Limitations and When Not to Use This
The paper's incompleteness in this abstract prevents full assessment, but several limitations are evident: (1) The system assumes Gaussian distributions for the statistical manifold analysis, which may not hold for all embedding spaces or may require assumption validation in production; (2) Local-first operation requires substantial on-device memory to maintain five memory subsystems simultaneously, making it unsuitable for highly resource-constrained devices; (3) The mathematical lifecycle dynamics (decay functions, consolidation schedules) are presented abstractly without empirical tuning curves, meaning practitioners will need significant trial-and-error to get parameter settings right for their specific domains; (4) There is no discussion of how multi-agent scenarios work (shared memory? memory privacy?) or how the system scales to very long conversations (thousands of turns). The paper also lacks comparison to simpler baselines or production systems, so the claim of '100% precision' needs context—100% on what evaluation set, compared to what, and at what recall rate?
Research Context
This work builds directly on SuperLocalMemory V3.2 (arXiv:2603.14588), extending information-geometric foundations to add a new distance metric.

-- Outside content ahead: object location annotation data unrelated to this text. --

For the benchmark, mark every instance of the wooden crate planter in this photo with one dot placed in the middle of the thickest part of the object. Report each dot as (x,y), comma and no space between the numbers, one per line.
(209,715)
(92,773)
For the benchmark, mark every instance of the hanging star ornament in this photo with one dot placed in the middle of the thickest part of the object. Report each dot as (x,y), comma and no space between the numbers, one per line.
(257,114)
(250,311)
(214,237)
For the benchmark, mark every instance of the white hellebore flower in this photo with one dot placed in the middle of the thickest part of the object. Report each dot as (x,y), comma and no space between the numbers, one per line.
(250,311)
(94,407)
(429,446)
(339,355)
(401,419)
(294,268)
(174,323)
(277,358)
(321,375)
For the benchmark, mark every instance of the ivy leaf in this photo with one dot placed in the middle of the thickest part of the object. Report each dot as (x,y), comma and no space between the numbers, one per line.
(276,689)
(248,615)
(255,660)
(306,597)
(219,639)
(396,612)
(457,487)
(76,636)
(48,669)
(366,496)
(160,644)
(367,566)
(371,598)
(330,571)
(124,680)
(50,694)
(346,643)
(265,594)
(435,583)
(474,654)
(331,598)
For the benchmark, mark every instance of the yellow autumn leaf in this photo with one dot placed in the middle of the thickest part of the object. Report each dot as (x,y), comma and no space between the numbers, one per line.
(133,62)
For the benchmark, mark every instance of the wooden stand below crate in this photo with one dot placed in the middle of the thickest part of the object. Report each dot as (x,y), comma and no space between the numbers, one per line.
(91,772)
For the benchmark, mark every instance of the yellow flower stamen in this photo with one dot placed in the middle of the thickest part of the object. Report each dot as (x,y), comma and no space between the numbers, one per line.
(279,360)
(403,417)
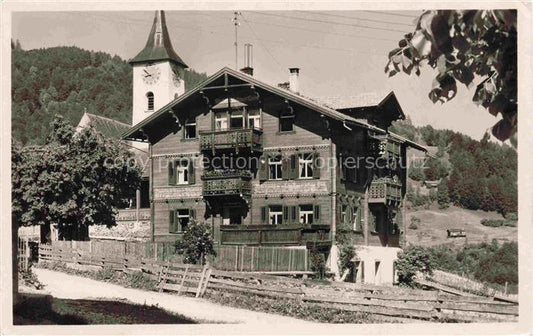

It addresses a gap in the agent memory literature where most systems use standard vector databases (Pinecone, Weaviate, Milvus) with no awareness of quantization artifacts or cognitive memory structures. The paper advances the direction of local-first AI systems that avoid cloud dependency while leveraging recent theoretical work on Riemannian manifolds in machine learning. This fits alongside related work on context extension (sparse attention, retrieval-augmented generation) and memory in language agents, but takes a fundamentally different approach by modeling memory as a cognitive system rather than a database lookup problem, opening a new research direction around information-geometric memory design.